Brillas, así es. Pero sabes que es una mentira, tu lugar está sobre los manteles bordados, junto a las cucharitas de plata y los pasteles rellenos de crema.
Lo mío es una caída, una estupidez, crisis de la mediana edad si quieres. Salir por mi cuenta a la montaña es algo que hice tantas veces ¿qué me podía pasar? Ya ves, ni tú ni yo planeamos este destino. Pero estamos aquí en este atardecer precioso, solos en la montaña, ambos inmóviles e inútiles, incapaces de estar donde debíamos. Sin nadie que nos escuche siquiera.

Lo mío era apenas una caminata de día completo, una salida de domingo. Pero ya vez, tomé el camino cerrado, donde no dejan entrar campistas. Ni siquiera planeaba pasar la noche fuera.

Mírate con tu asa festoneada. Esa cintura antes de tu base es primorosa. Perfecta para el soporte que tienes en forma de volado. Me imagino que cabe impecable en el platito que alguna vez fue tuyo. Allí donde te apoyabas a la espera de una mano, de un dedo que se engarce y te levante con donaire, hasta apoyarte en un labio coqueto.

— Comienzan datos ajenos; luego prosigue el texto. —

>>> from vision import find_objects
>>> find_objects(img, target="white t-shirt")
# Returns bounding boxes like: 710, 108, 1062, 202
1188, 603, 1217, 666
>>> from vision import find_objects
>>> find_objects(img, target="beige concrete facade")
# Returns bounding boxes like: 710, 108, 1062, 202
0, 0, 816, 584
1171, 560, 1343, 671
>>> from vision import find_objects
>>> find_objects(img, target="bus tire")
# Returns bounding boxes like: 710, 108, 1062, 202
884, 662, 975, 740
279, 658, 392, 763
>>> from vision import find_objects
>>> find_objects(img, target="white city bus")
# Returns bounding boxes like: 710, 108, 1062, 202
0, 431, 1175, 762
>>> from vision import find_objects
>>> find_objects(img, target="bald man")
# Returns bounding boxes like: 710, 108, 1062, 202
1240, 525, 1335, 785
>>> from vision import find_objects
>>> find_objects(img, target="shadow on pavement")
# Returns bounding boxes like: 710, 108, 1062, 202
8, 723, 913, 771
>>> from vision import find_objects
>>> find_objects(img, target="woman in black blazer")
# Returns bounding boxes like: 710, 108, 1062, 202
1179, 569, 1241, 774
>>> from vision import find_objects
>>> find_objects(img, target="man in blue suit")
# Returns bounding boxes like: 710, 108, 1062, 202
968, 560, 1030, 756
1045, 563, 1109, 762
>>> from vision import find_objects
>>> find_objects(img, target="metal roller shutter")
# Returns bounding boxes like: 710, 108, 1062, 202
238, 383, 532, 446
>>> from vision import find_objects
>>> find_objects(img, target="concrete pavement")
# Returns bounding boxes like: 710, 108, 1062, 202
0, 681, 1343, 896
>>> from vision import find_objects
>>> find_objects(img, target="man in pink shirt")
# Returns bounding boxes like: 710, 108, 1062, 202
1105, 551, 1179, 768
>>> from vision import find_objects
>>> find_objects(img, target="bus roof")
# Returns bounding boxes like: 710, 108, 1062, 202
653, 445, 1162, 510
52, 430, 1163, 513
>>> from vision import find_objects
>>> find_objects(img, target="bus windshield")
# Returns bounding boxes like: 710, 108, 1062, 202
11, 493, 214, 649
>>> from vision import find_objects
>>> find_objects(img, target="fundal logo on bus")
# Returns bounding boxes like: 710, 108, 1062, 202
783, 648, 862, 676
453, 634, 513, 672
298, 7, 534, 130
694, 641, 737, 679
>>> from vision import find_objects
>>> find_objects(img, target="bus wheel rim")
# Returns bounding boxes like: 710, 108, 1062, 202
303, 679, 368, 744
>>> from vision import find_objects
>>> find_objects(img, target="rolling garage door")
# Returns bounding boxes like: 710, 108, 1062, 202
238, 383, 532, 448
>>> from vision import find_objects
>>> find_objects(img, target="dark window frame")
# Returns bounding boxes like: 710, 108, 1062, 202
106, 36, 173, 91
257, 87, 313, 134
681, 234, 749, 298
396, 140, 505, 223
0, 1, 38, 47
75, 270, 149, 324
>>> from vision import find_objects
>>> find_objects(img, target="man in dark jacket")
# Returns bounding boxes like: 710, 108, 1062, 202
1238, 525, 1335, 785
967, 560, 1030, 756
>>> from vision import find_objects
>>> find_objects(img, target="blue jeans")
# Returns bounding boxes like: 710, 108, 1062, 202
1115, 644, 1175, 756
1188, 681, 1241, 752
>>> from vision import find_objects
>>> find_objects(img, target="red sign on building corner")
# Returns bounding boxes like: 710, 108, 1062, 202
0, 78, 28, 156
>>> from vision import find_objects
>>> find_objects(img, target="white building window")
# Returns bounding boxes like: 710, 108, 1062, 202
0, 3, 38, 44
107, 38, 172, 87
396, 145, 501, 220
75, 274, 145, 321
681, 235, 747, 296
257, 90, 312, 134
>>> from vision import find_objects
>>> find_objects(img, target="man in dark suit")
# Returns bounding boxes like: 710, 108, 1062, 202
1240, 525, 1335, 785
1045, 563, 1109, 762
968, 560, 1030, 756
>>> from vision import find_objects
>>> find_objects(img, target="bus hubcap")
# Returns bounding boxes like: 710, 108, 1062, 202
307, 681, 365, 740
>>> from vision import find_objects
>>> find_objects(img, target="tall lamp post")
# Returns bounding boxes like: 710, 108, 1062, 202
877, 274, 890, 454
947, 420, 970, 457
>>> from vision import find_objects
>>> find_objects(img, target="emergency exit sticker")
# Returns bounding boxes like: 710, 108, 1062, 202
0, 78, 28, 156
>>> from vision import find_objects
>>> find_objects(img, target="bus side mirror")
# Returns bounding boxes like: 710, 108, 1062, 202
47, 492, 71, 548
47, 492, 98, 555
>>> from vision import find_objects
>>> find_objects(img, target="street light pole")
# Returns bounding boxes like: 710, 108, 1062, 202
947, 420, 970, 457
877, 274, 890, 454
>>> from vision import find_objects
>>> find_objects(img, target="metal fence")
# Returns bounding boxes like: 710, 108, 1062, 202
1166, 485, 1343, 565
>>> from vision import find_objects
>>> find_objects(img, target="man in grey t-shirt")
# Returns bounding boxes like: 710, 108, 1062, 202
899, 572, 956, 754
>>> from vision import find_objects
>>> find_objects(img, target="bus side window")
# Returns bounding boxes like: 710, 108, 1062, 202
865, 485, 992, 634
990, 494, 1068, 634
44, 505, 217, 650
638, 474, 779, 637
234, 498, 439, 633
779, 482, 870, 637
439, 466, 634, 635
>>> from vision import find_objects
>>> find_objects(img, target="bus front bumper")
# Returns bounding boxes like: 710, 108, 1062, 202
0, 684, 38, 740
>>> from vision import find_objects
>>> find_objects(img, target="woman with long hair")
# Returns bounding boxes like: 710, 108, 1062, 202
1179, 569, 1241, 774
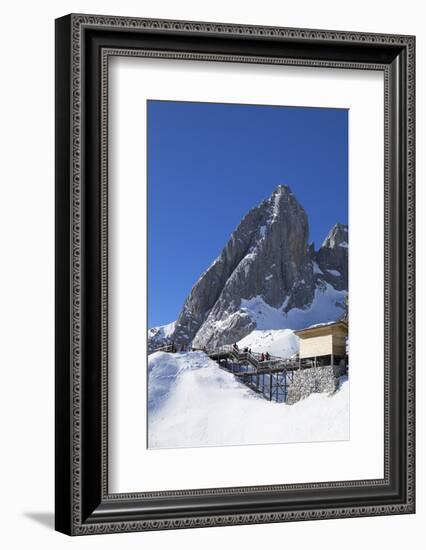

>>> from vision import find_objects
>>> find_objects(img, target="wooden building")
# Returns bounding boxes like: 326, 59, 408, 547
295, 319, 348, 367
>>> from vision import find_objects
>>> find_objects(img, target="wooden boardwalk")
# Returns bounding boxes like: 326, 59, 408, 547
155, 344, 302, 403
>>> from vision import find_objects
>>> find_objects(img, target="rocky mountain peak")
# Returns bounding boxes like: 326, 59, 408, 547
148, 185, 347, 350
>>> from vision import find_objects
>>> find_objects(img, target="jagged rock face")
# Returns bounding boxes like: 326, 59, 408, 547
316, 223, 349, 290
148, 185, 348, 351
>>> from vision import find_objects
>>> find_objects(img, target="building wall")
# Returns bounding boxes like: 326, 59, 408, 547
333, 327, 347, 356
300, 334, 333, 359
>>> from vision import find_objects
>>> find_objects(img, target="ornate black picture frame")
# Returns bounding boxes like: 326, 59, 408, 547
56, 15, 415, 535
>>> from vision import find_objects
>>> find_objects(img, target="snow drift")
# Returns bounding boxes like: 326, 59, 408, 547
148, 352, 349, 449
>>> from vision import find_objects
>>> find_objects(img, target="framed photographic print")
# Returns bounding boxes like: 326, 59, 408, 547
56, 14, 415, 535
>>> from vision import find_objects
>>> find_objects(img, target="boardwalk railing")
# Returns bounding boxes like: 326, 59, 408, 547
150, 344, 300, 402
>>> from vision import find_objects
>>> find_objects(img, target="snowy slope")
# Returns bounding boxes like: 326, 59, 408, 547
238, 329, 299, 359
148, 352, 349, 449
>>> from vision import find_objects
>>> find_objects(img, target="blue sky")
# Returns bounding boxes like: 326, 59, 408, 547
147, 100, 348, 327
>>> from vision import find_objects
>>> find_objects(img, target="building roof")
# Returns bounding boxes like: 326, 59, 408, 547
294, 319, 348, 338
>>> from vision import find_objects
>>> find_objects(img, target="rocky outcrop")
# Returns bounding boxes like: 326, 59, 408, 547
148, 185, 348, 350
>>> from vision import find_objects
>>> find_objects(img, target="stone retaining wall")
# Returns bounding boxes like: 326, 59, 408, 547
287, 365, 346, 405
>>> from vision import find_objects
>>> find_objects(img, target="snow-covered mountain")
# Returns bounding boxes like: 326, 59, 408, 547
148, 185, 348, 351
148, 352, 349, 449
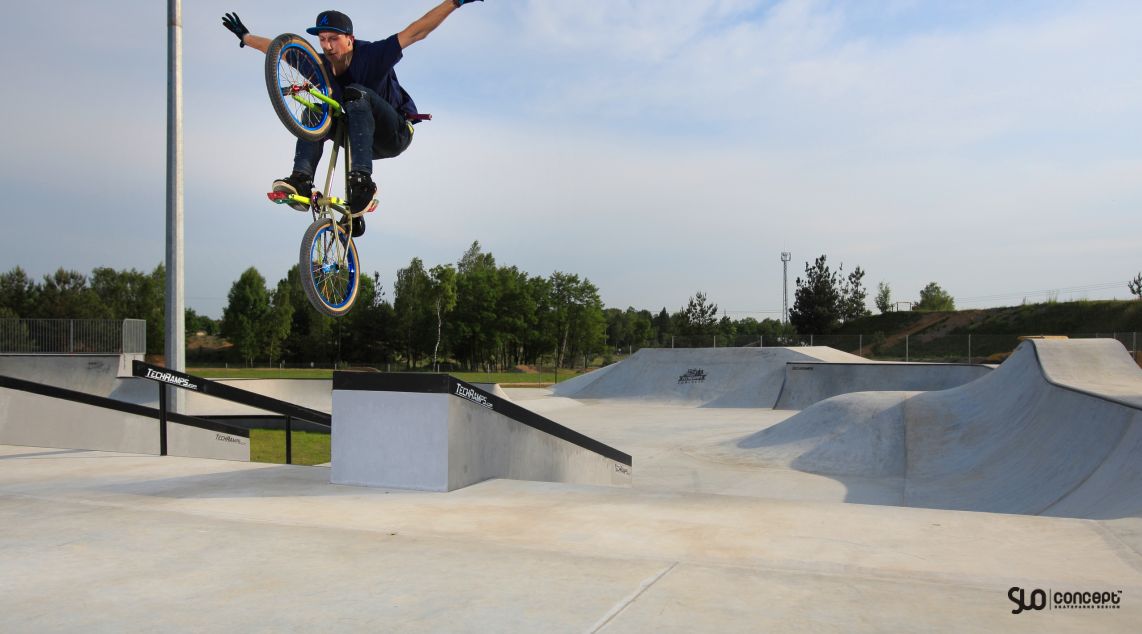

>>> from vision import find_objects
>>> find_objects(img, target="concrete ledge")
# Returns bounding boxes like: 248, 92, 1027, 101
330, 372, 632, 491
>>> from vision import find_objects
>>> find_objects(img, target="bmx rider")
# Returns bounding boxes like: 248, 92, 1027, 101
222, 0, 482, 236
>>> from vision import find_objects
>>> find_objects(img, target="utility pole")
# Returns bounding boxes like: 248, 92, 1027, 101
164, 0, 186, 414
781, 251, 793, 324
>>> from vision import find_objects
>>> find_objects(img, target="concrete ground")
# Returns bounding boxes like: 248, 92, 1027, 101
0, 390, 1142, 632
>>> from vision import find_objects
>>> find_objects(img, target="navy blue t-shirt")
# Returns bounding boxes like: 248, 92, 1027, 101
322, 34, 417, 115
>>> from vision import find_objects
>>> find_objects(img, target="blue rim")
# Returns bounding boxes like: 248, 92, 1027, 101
309, 225, 357, 310
278, 43, 329, 133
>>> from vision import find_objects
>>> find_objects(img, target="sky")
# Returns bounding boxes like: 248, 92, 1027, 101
0, 0, 1142, 319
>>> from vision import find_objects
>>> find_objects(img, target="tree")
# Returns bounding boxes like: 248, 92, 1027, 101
427, 265, 456, 371
841, 264, 869, 322
789, 255, 842, 335
453, 241, 507, 370
34, 268, 103, 319
262, 280, 293, 364
915, 282, 956, 312
876, 282, 892, 314
0, 266, 40, 318
222, 266, 274, 366
682, 290, 717, 335
654, 306, 674, 345
550, 271, 606, 367
393, 257, 433, 369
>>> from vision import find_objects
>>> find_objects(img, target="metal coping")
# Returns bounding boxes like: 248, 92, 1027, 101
0, 376, 250, 439
131, 361, 333, 427
333, 371, 633, 466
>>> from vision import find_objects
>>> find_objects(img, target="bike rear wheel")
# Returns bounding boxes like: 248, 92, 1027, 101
298, 218, 361, 318
266, 33, 333, 141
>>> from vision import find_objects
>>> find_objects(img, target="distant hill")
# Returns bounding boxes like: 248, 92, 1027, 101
831, 300, 1142, 363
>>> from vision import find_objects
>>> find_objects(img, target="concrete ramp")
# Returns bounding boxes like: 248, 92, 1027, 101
737, 339, 1142, 519
0, 354, 143, 396
110, 377, 333, 416
556, 346, 861, 408
773, 362, 991, 409
330, 372, 632, 491
0, 377, 250, 462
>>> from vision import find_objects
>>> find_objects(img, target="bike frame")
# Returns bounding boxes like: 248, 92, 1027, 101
271, 86, 363, 239
268, 86, 364, 308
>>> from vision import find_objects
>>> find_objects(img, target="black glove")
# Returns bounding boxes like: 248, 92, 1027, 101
222, 14, 250, 48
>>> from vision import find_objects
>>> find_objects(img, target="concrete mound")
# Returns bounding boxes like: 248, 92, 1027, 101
737, 339, 1142, 519
773, 362, 991, 409
556, 346, 861, 408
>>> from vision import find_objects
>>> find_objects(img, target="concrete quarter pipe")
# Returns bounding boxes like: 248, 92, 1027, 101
737, 339, 1142, 519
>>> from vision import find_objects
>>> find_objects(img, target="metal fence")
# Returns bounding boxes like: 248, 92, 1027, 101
0, 319, 146, 354
639, 332, 1142, 363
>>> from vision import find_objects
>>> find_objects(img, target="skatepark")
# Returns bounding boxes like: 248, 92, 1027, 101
0, 339, 1142, 632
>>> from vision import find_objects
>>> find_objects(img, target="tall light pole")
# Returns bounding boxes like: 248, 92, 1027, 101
164, 0, 186, 412
781, 251, 793, 324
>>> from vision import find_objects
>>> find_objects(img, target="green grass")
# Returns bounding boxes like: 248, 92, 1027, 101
194, 368, 579, 384
250, 430, 330, 465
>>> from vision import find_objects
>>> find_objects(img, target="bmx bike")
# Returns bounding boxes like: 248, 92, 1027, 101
266, 33, 367, 318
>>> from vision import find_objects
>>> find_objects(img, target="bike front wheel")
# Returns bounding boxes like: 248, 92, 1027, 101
266, 33, 333, 141
298, 219, 361, 318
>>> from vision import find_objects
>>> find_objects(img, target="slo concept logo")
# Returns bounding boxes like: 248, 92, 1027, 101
1007, 586, 1123, 615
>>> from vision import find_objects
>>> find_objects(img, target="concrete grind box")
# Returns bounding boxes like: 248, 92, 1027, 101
330, 372, 633, 491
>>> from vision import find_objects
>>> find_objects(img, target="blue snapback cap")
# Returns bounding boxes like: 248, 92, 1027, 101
305, 11, 353, 35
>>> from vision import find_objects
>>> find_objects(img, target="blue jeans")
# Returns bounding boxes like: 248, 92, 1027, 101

Ya sé, el camino que trae hasta la zona de barrancos tenía todos los carteles de advertencia. No me perdí, fue una imprudencia, vine con mis propios pasos. Es solo que uno va tomando una confianza tonta, cosas de la adultez. Pensé que si iba con cuidado estaba bien explorar otros caminos, que podría hacerlo. Soy un adulto en buen estado físico, ¿qué podría pasarme? No sirve de nada lamentarse ahora.
Podía esperarlo todo pero caer no, todavía menos encontrarte.

Te veo y escucho el tintineo que haces cuando te menean dentro el azúcar. Me recuerdas a mi abuela, a sus amigas que se juntaban una vez al mes a jugar cartas y comer alfajores.
Ese tu borde dorado se teñía del maquillaje rojo que todas usaban para resaltar sus labios arrugados. En esa pintura se quedaban atrapadas migas de hojaldre, pedacitos de nuez. Pequeñas trazas que todas esperaban, se limpie con una una servilleta. Jamás se atrevían a advertir a la vecina de esa presencia, de esa masa minúscula que estropeaba el labial de la amiga.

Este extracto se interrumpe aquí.